State law can also affect who is responsible for unpaid debt. In community property states — including Arizona, California, Idaho, Louisiana, Nevada, New Mexico, Texas, Washington and Wisconsin (with Alaska allowing couples to opt into a community property system) — certain debts incurred during the marriage may be considered jointly owned, even if only one spouse opened the account.

That doesn’t automatically mean every surviving spouse will be required to repay every balance, though. The specific facts matter, including when the debt was incurred, how the account was used and applicable state law. Still, community property rules can increase the likelihood that a surviving spouse could be responsible for qualifying debts.

Co-signed or otherwise guaranteed debt

While it’s uncommon with traditional credit cards, some lending arrangements do involve a co-signer or guarantor.
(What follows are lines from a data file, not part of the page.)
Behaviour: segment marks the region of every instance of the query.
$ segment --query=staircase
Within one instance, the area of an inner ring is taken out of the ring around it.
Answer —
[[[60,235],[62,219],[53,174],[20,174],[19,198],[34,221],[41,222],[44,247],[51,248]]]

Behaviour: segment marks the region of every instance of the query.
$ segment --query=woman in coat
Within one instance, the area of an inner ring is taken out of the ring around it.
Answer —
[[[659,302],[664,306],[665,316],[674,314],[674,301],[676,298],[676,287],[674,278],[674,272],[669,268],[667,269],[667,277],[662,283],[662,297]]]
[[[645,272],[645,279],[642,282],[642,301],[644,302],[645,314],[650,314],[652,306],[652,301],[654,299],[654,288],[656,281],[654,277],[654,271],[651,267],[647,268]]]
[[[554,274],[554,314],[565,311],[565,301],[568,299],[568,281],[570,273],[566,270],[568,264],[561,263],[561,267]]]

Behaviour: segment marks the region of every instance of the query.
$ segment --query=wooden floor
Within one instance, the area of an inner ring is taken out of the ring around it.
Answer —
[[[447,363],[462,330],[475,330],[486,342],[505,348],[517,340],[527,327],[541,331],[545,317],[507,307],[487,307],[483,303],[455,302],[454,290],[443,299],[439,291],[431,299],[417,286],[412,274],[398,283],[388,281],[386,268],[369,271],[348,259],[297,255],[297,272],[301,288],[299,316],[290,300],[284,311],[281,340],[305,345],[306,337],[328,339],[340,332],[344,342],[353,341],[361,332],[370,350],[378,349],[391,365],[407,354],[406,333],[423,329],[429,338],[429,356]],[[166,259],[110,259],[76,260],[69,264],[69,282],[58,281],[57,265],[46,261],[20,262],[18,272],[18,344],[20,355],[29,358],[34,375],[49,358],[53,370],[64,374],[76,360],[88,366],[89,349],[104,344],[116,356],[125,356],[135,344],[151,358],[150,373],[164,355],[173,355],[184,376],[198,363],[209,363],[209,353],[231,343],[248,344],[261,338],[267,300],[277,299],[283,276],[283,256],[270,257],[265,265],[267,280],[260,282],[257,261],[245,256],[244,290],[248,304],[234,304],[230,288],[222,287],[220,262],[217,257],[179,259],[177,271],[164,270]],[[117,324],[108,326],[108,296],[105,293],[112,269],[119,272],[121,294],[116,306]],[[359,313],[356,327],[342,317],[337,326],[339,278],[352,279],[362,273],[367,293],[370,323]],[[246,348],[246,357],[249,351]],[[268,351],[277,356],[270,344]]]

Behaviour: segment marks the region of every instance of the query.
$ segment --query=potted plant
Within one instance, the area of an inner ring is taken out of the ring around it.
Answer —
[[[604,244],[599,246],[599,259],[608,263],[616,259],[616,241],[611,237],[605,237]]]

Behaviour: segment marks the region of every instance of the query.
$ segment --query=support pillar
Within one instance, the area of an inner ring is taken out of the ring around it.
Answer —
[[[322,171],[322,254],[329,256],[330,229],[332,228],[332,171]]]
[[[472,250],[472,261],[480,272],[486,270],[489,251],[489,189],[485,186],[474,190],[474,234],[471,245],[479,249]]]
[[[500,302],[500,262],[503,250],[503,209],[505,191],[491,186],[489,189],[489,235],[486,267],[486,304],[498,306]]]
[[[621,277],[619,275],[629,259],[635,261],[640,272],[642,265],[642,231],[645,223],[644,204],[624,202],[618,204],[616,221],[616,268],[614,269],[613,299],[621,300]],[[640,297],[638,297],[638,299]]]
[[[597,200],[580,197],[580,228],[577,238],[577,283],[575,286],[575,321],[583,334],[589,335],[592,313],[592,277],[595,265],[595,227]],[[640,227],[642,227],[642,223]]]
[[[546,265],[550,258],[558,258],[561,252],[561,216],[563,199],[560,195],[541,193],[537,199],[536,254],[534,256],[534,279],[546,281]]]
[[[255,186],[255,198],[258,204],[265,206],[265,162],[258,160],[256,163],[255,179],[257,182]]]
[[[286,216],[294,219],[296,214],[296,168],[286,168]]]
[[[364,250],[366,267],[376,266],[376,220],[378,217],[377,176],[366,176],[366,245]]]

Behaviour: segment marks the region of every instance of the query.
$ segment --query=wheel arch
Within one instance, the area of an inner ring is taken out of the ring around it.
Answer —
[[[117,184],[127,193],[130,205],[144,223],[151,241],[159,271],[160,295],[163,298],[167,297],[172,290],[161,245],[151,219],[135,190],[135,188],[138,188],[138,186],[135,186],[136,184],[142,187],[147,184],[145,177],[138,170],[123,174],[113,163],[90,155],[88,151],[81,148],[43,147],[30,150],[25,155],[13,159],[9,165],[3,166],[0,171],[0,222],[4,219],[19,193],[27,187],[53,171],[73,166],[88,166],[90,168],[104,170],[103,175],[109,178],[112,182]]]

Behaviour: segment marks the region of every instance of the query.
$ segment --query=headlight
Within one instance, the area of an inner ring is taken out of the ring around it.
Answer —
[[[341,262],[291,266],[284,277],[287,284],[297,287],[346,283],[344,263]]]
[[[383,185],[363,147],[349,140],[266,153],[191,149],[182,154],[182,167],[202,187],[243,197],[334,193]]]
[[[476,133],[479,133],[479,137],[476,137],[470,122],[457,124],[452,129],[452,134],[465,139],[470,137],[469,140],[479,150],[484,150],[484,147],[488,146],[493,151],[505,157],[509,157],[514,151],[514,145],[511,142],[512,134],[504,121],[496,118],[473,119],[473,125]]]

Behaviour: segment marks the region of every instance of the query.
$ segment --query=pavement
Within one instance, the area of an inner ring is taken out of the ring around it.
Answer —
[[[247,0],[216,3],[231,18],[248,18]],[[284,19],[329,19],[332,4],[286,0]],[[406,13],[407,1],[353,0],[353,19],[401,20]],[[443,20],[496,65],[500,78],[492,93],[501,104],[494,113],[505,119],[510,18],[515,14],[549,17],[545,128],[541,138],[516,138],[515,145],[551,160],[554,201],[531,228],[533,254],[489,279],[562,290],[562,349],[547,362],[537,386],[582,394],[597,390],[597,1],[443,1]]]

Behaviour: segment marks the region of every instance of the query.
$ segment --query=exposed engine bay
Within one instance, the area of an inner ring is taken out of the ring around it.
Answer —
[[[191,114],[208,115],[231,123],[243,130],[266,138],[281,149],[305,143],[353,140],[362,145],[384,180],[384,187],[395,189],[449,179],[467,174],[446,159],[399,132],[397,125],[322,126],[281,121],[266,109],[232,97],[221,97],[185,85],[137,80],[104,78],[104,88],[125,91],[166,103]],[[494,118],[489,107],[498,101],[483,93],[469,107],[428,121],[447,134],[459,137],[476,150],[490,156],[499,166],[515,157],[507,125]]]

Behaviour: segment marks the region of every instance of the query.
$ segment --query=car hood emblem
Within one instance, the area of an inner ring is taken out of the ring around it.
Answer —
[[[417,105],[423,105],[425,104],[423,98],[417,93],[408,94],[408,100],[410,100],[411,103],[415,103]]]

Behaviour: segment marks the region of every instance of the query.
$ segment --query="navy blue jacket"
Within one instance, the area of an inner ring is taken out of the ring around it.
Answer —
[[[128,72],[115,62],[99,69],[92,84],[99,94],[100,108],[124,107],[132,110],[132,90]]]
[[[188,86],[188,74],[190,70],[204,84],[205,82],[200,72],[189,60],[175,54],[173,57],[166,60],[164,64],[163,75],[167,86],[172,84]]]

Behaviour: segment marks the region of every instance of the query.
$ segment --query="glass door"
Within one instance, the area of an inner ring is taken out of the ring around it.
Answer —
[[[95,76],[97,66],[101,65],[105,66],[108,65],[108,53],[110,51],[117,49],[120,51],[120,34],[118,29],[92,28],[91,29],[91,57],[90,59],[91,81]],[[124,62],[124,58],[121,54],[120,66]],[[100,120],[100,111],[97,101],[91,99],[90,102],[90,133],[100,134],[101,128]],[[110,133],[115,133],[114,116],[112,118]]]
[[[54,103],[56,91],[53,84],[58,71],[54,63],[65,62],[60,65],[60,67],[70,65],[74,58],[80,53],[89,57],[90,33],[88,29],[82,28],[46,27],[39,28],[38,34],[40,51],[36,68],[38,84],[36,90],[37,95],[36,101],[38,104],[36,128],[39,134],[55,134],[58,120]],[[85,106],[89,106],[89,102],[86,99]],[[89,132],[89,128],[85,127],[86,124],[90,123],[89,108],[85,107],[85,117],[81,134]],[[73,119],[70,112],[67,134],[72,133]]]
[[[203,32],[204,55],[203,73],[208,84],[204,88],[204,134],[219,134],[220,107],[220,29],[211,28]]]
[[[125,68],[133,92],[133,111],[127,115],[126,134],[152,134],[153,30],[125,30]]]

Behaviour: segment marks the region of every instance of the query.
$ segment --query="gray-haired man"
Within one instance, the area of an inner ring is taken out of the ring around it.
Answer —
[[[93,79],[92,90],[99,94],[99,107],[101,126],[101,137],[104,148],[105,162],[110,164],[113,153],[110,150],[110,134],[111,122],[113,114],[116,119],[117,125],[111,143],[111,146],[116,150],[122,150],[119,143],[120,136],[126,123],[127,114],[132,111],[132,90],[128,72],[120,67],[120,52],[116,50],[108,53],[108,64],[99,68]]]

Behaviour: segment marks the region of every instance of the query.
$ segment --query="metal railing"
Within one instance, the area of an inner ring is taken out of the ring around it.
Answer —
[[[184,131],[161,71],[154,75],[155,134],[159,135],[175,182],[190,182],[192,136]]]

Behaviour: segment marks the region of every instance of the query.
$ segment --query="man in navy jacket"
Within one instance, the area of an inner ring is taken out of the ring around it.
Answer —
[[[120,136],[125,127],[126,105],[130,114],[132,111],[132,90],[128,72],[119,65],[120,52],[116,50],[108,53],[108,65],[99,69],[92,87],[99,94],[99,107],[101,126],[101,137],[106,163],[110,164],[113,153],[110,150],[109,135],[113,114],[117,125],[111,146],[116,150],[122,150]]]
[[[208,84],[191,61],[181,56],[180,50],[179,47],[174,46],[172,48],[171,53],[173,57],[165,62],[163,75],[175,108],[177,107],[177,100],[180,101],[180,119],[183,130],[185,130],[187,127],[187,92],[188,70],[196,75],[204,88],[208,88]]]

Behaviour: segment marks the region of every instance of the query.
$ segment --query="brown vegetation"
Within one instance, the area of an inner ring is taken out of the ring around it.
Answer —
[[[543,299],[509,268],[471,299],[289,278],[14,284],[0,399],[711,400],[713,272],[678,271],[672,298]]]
If you legally agreed to repay the debt if the primary borrower couldn’t, that obligation generally survives the borrower’s death.

An insolvent estate

If the deceased spouse’s estate has sufficient assets, those assets are typically used to satisfy creditor claims before inheritances are distributed. If the estate is insolvent, though — meaning it doesn’t have enough assets to pay all outstanding debts — creditors may receive only partial payment or none at all. 

In most cases of insolvency, surviving family members aren’t personally responsible for covering the shortfall unless they have an independent legal obligation, such as being a joint account holder or living in circumstances where state law creates liability. That distinction is important because surviving spouses sometimes receive collection calls requesting payment even when they aren’t legally required to pay.

What should you do if you’re left with significant credit card debt?

If you do become responsible for credit card debt after a spouse’s death, don’t assume your only option is to continue making the minimum payments indefinitely. Depending on your financial situation, there may be strategies that make repayment more manageable.

If the revolving balances are still affordable, creating a repayment plan focused on paying down the highest-rate cards first can reduce the amount of interest you’ll pay over time. Balance transfer cards or debt consolidation may also help qualified borrowers dramatically lower their interest costs, though approval typically depends on income and creditworthiness.

For borrowers whose debt has become unmanageable, debt relief may also be worth considering. Debt settlement programs, for example, work with creditors to negotiate settlements on eligible unsecured debts for less than the full amount owed. While these programs aren’t appropriate for every situation and can affect your credit score, they may provide meaningful savings for borrowers facing significant financial hardship.

Whatever path you choose, though, acting sooner rather than later can be beneficial. Credit card interest will continue to accrue on unpaid balances, and waiting too long can make repayment substantially more expensive while increasing the risk of collection activity.

The bottom line

A surviving spouse doesn’t automatically inherit credit card debt simply because their partner dies. In many cases, unpaid balances are handled through the deceased person’s estate, and any remaining unpaid debt may simply go unpaid if the estate lacks sufficient assets. However, exceptions exist for joint account holders, certain community property states and other situations where a spouse has an independent legal responsibility for the debt.

Because the rules can vary based on state law and the type of account involved, though, surviving spouses shouldn’t assume they’re responsible — or that they aren’t. Taking time to understand the legal obligations, reviewing account documents and exploring repayment or debt relief options when necessary can help families make informed financial decisions during an already challenging time.